Well that's interesting, because you were previously complaining about the Feds interfering with state fugitive slave laws. I simply pointed out that states could not legally, under the US Constitution, make any laws that interfered with the return of slaves.
You miss the irony of course that when it benefited them, antebellum Southerners were all for a strong federal government.
And upon what particular event do you base this assertion? When were the Southerners calling for a stronger Federal government? I think Texas was wanting more troops on it's border with Mexico, but other than that, I'm not coming up with any examples of them wanting a stronger Federal Government.
When it didnt, they were all for states rights.

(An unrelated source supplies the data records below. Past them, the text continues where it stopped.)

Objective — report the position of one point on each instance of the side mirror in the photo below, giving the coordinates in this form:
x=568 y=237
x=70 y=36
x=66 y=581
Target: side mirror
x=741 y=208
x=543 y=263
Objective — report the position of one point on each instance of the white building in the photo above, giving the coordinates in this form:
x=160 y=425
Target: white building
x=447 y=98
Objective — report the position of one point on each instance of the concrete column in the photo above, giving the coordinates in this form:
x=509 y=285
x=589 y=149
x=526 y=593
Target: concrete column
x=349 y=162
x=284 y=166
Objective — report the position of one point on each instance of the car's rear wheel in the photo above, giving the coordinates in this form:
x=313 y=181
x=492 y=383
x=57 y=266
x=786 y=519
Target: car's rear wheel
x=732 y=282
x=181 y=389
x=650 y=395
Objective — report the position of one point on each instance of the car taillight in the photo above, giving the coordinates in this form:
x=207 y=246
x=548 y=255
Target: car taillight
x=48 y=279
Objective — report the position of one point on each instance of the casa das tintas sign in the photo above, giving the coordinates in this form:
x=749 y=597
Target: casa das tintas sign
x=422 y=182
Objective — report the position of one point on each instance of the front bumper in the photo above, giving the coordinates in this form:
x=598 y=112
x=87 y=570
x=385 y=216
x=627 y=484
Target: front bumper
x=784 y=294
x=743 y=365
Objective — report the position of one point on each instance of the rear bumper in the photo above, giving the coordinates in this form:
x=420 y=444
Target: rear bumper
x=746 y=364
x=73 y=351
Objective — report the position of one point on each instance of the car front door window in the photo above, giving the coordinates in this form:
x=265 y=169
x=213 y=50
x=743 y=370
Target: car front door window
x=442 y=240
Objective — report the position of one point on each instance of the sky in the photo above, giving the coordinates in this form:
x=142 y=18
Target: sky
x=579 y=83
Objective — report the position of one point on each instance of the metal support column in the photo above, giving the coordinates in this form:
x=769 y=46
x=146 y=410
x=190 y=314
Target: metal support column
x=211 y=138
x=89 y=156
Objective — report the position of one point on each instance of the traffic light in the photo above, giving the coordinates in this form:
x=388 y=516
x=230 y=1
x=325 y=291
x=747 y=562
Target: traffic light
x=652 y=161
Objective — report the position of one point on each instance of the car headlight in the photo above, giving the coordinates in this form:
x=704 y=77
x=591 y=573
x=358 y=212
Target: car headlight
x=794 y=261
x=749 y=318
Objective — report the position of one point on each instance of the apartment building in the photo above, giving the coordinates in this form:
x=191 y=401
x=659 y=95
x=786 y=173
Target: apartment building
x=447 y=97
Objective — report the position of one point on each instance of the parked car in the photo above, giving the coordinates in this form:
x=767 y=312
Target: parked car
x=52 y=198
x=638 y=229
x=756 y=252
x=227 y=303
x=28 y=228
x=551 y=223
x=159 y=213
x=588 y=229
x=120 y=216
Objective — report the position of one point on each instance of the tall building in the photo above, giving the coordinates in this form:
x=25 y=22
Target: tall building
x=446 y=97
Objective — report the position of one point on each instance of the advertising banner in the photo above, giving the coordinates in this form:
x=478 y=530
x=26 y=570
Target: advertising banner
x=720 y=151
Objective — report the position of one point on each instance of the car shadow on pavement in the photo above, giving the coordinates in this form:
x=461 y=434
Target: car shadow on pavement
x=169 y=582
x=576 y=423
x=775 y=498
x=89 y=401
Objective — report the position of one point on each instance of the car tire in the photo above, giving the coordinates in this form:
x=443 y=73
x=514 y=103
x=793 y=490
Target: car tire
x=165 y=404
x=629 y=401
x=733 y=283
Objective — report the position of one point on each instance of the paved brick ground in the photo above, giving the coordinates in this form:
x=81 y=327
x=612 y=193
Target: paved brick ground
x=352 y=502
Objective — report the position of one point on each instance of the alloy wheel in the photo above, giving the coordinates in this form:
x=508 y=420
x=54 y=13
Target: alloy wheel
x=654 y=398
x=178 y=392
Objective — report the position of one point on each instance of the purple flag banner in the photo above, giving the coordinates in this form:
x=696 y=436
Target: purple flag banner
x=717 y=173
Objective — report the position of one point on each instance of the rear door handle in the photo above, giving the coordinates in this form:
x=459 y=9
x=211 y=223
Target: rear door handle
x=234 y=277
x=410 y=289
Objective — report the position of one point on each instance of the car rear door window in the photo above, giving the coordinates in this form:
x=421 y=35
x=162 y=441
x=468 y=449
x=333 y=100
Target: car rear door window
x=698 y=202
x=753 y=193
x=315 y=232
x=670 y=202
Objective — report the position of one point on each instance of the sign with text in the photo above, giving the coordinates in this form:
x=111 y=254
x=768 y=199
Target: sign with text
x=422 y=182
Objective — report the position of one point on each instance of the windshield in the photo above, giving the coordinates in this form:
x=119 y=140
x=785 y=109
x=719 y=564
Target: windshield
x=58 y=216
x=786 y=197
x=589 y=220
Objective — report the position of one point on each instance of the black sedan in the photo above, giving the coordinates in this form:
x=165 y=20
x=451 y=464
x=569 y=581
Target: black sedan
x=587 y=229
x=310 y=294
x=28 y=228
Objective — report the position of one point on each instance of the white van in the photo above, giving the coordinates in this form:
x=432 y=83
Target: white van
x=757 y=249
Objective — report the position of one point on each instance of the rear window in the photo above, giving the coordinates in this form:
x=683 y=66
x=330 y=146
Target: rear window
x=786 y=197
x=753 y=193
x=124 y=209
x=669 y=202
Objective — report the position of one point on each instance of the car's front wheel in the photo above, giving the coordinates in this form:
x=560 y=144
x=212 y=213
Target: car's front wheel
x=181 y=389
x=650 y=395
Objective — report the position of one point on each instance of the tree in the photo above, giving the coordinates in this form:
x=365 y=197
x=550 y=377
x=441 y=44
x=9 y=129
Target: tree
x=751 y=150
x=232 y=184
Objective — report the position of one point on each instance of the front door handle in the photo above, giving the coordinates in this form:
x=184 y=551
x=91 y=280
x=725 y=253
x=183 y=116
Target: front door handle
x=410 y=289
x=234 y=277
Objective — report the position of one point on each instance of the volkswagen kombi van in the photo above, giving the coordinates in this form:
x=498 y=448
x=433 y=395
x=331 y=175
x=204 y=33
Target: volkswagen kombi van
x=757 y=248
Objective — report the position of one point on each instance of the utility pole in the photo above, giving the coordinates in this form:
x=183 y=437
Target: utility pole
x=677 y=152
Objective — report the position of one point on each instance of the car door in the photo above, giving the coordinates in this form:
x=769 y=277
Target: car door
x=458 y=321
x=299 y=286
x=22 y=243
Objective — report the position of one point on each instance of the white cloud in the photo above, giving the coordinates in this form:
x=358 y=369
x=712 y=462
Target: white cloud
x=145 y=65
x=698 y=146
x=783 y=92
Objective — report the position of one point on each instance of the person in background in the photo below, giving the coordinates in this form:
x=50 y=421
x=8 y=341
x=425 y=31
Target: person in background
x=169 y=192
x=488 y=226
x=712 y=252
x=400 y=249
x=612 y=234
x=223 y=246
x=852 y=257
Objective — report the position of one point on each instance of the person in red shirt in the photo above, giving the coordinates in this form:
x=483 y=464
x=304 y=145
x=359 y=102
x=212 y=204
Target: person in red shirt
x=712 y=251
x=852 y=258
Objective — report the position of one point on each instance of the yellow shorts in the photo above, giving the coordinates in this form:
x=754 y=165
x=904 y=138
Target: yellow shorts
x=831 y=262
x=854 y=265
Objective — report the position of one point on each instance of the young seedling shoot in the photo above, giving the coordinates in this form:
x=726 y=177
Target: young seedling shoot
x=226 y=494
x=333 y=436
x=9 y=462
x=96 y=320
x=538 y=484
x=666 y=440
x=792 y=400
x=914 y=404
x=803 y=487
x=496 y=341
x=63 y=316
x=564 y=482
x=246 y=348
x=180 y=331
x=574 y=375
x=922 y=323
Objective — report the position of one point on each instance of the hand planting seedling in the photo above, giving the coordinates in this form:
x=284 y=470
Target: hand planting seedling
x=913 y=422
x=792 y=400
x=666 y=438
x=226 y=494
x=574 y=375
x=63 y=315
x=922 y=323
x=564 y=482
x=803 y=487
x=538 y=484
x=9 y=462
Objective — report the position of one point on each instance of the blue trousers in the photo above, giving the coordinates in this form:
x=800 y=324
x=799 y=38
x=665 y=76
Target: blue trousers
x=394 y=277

I think they were pretty much for states rights from the very beginning. They weren't all that enthralled with joining the Union in the first place. Were it not for the efforts of Francis Marion dragging the British all through the South and greatly angering them, they would have likely remained as Colonies of England.
The only complaint I made in such regard is that these laws undermined the ex post facto Southern argument that Washington was undermining Southern interests before the Civil War. As BroJoeK pointed out numerous times, Southern interests virtually ran the federal government in the antebellum era.
“When were the Southerners calling for a stronger Federal government?”
Oy vey! In what world is setting up a hitherto nonexistent nationwide system of fugitive slave commissioners working for the feds with the power to impress citizen labor at will, NOT making a stronger Federal government?